Nonlinear transient response of doubly curved shallow shells reinforced with graphene nanoplatelets subjected to blast loads considering thermal effects

Abstract

The nonlinear transient dynamic response of graphene nanoplatelets (GPLs) reinforced composite doubly curved shallow shells with three GPL distribution patterns was investigated under time-dependent blast loads. The thermal effects were explicitly considered in the study, in which a modified Halpin–Tsai model was adopted to estimate the effective Young’s modulus. Rule of mixtures was employed to determine the mass density and Poisson's ratio. The equations of motion were derived from Hamilton's principle and the nonlinear von Karman strain–displacement relationship, based on a higher-order shear deformation theory. A set of second-order ordinary differential equations was obtained using Galerkin’s method. Numerical solutions were based on a fully implicit finite difference scheme in time. The derived nonlinear equations were then solved using the Newton–Raphson method.

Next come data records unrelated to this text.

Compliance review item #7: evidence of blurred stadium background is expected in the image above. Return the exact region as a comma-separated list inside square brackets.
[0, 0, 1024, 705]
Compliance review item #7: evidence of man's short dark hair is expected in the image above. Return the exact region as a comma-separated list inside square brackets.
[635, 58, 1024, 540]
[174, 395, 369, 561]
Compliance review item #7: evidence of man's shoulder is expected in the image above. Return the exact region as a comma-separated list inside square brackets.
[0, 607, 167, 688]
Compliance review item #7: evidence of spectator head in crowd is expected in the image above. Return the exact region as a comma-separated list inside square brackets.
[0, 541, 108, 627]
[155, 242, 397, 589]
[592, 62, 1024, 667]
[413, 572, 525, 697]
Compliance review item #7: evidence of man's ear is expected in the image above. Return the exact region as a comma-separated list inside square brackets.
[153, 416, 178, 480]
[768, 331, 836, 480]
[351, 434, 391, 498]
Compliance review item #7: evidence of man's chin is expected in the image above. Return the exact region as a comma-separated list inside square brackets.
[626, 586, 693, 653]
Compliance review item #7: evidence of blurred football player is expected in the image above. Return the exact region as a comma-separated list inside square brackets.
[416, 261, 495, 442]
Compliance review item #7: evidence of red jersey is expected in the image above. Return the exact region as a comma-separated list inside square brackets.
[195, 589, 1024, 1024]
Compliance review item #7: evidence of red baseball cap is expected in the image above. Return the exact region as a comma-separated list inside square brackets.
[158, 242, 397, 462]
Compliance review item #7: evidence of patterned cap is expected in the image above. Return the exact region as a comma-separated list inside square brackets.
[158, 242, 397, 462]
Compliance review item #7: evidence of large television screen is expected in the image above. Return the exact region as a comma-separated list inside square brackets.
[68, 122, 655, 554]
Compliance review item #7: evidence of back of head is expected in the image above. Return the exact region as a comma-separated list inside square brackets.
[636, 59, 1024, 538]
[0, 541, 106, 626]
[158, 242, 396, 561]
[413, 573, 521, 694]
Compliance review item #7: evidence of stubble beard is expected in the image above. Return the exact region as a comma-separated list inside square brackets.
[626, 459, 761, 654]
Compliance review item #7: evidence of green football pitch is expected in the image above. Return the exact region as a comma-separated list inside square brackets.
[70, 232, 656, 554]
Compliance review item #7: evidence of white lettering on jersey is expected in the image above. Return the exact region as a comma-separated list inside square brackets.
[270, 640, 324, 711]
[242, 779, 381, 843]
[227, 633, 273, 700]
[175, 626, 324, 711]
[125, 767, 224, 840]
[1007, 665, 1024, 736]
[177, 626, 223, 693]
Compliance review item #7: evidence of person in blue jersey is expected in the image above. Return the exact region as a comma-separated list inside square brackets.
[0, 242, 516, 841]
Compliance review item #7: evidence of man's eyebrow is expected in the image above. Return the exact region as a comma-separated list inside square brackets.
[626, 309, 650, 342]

Further, parametric studies were conducted to consider the influence of the temperature difference between top and bottom surfaces, as well as the GPL weight fraction, distribution type, length-to-thickness ratio, total number of layers, parameters related to blast loading, and the aspect, shallowness, and curvature radius ratios of the doubly curved shallow shell on the nonlinear transient dynamic response of the structure.